En parlant de Theri, comment ne pas évoquer la présence de l’actrice vétérane Radikaa Sarathkumar au casting qui interprète la grand-mère du protagoniste principal. La production a fait le méticuleux choix de mêler à la fois acteurs débutants et professionnels issus du Sud de l’Inde. Parmi eux, Aadukalam Murugadoss (Sendhil) et Vela Ramamoorthy, l’interprète d’Aya. Possiblement le personnage le plus intéressant du film dont la présence à l’écran, menaçante et imposante ne passe pas inaperçue. Présenté comme un grand contrebandier, son personnage incarne aussi le chef de cette vaste famille. C’est d’ailleurs dans une scène clé, chargée d’émotions et de frissons, que le long-métrage met en lumière la solidarité de ce peuple face aux atrocités commises au Sri Lanka. Tous les regards se tournent naturellement vers notre protagoniste, joué par Lawrence Valin. Michael est un personnage complexe, pris entre son enquête visant les siens et la difficile acceptation de ses origines. Pour son premier rôle au cinéma, Puviraj Raveendran (Puvi) livre une performance plus que convaincante avec une mention spéciale pour son segment de romance avec Kawsie Chandra (Selvi). Le plan artistique est tout aussi remarquable. Filmé en plein cœur de Paris, les décors du film proposent quelque chose de coloré et vivant, et c’est pas habituel pour un film noir… Pour l’anecdote, l’explosive scène d’ouverture du film est filmée dans la véritable fête de Ganesh, un événement majeur de la communauté hindoue célébré dans la capitale chaque année.

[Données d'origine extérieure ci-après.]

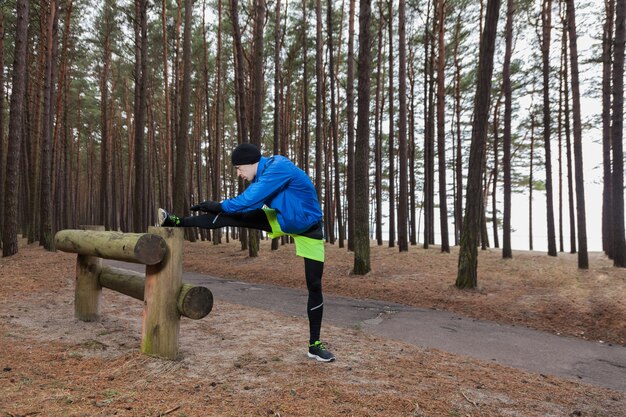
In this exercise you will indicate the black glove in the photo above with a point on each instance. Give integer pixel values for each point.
(208, 207)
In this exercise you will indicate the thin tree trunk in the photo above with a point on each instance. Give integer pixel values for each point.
(581, 219)
(570, 163)
(305, 92)
(181, 190)
(350, 127)
(441, 127)
(458, 158)
(141, 88)
(607, 180)
(391, 138)
(403, 203)
(333, 124)
(506, 157)
(361, 239)
(468, 256)
(428, 181)
(319, 76)
(619, 241)
(546, 20)
(277, 91)
(531, 184)
(45, 225)
(168, 197)
(2, 142)
(378, 160)
(18, 93)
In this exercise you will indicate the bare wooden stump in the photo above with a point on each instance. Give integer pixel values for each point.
(194, 302)
(143, 248)
(87, 291)
(160, 320)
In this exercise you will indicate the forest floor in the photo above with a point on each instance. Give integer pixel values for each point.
(240, 362)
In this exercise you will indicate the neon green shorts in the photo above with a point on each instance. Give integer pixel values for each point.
(306, 247)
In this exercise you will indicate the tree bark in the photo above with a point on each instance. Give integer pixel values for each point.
(350, 127)
(361, 240)
(319, 76)
(581, 220)
(546, 19)
(403, 203)
(181, 186)
(468, 256)
(45, 222)
(141, 87)
(391, 138)
(18, 92)
(506, 157)
(607, 40)
(441, 126)
(619, 241)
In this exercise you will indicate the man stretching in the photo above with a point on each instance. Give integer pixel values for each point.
(280, 200)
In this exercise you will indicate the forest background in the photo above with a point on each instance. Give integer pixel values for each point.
(111, 109)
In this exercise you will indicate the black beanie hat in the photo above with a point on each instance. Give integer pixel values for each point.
(246, 154)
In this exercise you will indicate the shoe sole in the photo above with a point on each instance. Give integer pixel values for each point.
(319, 358)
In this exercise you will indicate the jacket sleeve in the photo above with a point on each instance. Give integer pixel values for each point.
(260, 192)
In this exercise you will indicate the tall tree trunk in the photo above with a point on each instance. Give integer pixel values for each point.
(319, 82)
(546, 20)
(570, 163)
(496, 162)
(458, 157)
(18, 93)
(240, 98)
(257, 97)
(2, 142)
(242, 122)
(378, 157)
(506, 146)
(581, 220)
(619, 242)
(168, 197)
(412, 155)
(277, 91)
(468, 256)
(428, 139)
(403, 203)
(607, 43)
(531, 183)
(333, 123)
(104, 116)
(361, 239)
(441, 126)
(45, 224)
(391, 138)
(350, 127)
(141, 87)
(181, 193)
(305, 92)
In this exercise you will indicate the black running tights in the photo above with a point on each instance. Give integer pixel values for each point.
(256, 219)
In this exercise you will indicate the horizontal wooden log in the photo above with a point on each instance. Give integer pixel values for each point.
(194, 302)
(143, 248)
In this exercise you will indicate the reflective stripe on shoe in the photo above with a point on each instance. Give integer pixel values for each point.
(319, 352)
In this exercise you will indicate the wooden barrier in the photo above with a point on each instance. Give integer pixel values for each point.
(165, 297)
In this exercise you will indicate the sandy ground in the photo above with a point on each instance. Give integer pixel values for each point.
(239, 361)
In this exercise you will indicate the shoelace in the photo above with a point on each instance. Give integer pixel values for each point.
(319, 345)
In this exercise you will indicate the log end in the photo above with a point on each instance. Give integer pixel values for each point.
(195, 302)
(150, 249)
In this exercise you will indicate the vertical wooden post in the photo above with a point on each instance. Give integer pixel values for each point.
(160, 319)
(87, 292)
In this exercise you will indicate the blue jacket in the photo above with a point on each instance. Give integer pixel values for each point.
(284, 187)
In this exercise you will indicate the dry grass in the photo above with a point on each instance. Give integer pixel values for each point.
(239, 362)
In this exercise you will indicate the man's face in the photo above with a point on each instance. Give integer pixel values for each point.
(247, 172)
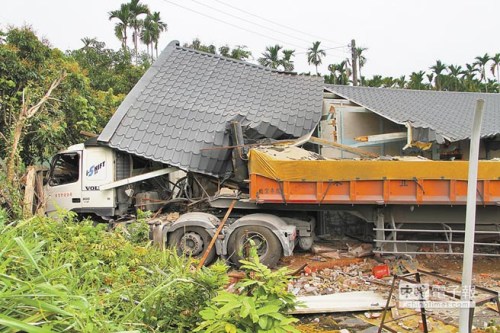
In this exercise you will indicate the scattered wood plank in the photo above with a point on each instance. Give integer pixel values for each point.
(340, 146)
(341, 302)
(29, 192)
(381, 138)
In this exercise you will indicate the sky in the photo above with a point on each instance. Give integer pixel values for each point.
(401, 36)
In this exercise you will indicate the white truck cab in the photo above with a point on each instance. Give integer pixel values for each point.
(75, 178)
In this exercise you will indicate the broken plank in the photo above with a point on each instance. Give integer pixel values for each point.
(381, 138)
(340, 146)
(29, 192)
(341, 302)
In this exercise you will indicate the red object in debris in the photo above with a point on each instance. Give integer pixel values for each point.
(381, 271)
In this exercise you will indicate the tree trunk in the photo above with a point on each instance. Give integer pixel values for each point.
(25, 114)
(15, 138)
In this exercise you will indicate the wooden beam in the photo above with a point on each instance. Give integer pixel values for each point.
(340, 146)
(29, 192)
(217, 232)
(381, 138)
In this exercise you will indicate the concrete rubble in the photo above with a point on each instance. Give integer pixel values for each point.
(346, 268)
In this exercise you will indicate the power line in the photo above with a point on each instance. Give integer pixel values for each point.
(331, 49)
(251, 22)
(228, 23)
(275, 23)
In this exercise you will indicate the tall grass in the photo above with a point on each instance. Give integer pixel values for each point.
(68, 276)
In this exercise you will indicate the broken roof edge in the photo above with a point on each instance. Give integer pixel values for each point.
(241, 62)
(110, 128)
(404, 123)
(177, 165)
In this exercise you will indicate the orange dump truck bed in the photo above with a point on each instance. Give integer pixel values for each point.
(292, 175)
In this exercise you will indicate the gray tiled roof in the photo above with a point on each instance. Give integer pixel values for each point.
(186, 100)
(449, 114)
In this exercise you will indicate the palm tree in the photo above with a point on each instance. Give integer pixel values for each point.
(416, 80)
(136, 10)
(361, 58)
(340, 73)
(388, 82)
(430, 78)
(468, 77)
(224, 51)
(481, 64)
(314, 55)
(270, 58)
(240, 52)
(123, 16)
(401, 82)
(438, 68)
(376, 81)
(287, 61)
(495, 66)
(455, 71)
(146, 35)
(158, 27)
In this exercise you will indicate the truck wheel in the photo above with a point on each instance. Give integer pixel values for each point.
(267, 244)
(192, 241)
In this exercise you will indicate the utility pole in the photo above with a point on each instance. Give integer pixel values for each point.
(354, 63)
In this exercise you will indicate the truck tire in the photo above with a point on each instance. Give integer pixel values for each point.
(268, 245)
(192, 241)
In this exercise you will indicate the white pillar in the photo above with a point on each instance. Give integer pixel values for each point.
(470, 219)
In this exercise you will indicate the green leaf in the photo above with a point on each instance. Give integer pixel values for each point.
(224, 296)
(21, 326)
(228, 307)
(263, 322)
(207, 314)
(245, 308)
(230, 328)
(271, 308)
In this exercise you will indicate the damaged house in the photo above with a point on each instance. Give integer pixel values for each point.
(433, 124)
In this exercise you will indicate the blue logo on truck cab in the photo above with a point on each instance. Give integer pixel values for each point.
(94, 169)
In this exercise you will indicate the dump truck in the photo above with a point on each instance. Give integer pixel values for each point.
(275, 203)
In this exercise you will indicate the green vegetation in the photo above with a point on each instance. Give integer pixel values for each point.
(72, 276)
(69, 276)
(259, 306)
(47, 98)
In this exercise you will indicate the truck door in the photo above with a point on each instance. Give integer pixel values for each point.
(98, 169)
(63, 188)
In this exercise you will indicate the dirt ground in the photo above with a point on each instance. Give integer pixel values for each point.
(341, 272)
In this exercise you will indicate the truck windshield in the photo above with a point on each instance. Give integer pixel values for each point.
(65, 169)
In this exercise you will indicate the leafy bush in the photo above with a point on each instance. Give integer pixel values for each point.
(260, 305)
(73, 276)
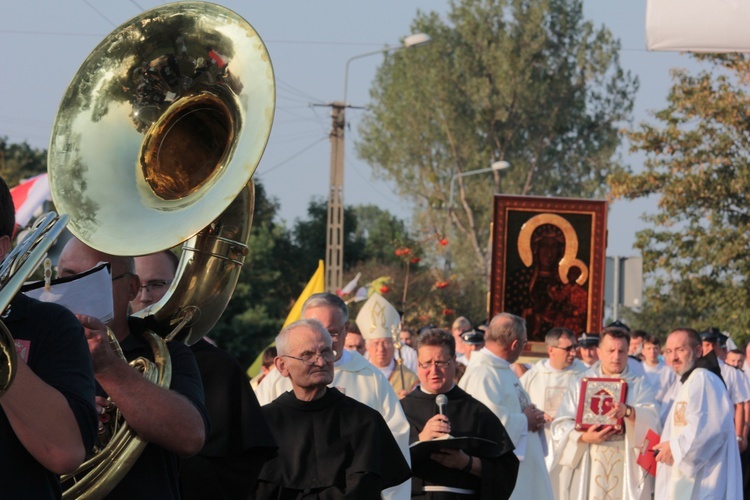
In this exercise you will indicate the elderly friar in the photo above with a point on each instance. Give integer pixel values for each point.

Il est nécessaire de rappeler que la guerre civile au Sri Lanka ne se résume pas à un simple conflit : c’était un génocide. Plus de 100 000 morts en 25 ans, des dizaines de milliers de civils tamouls tués, disparitions forcées et de nombreux enfants retrouvés orphelins (évoqué dans le film par ailleurs). C’est un immense plaisir de voir de plus en plus d’artistes franco-tamouls engagés dans la médiatisation de ce conflit au cinéma. D’ailleurs, on vous recommande le poignant court-métrage Anushan de Vibirson Gnanatheepan si vous voulez en découvrir davantage sur des productions franco-tamoules.